The workup on the suspected patient is composed of the following:
- Blood tests to rule out other diagnoses that the doctor might also be considering.
- Monospot test or Heterophile antibody test, which will require one to two weeks before getting a positive response. This may be repeated if the result shows negative, but the doctor is highly suspecting mono.
- Computed tomography (CT) scan, Magnetic Resonance Imaging (MRI) and Electroencephalograph (EEG) are only requested if there are suspected central nervous system involvement.
How to Treat Mono Disease
The main treatment for mono disease is supportive care. This includes hydration and symptomatic treatments, such as analgesic for fever, pain relievers for the muscle and joint pains, throat lozenges or sprays for sore throat, or 2% lidocaine solution as mouth and throat wash for throat discomfort. Bed rest is not recommended, as it may slow down your recovery. You may do your regular activities but limit only based on your energy level.
Trials have been done in the use of Acyclovir, an antiviral medication, and Ranitidine for infectious mononucleosis. However, the trials showed these medications have no significant benefit for infected patients with the mono disease, hence they are not recommended.
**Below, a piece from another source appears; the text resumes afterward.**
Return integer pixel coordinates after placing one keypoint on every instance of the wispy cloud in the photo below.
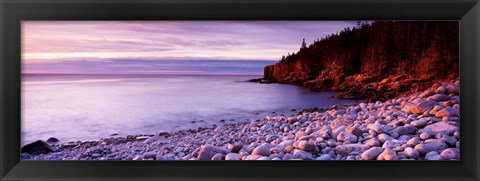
(77, 46)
Based on clinical observations and case reports, the use of corticosteroids provides benefits to patients with severe throat edema. These medications also show good results in decreasing the throat pain in children.
Unfortunately, there is no vaccine yet that is available against mono disease. As we have mentioned above, the virus may still persist in your saliva even if you do not feel sick anymore. That means you may still be contagious to other people. The only chance of lowering your risk of infection is washing your hands as needed and avoidance in sharing food, drinks and things like silverware and toothbrushes with other people.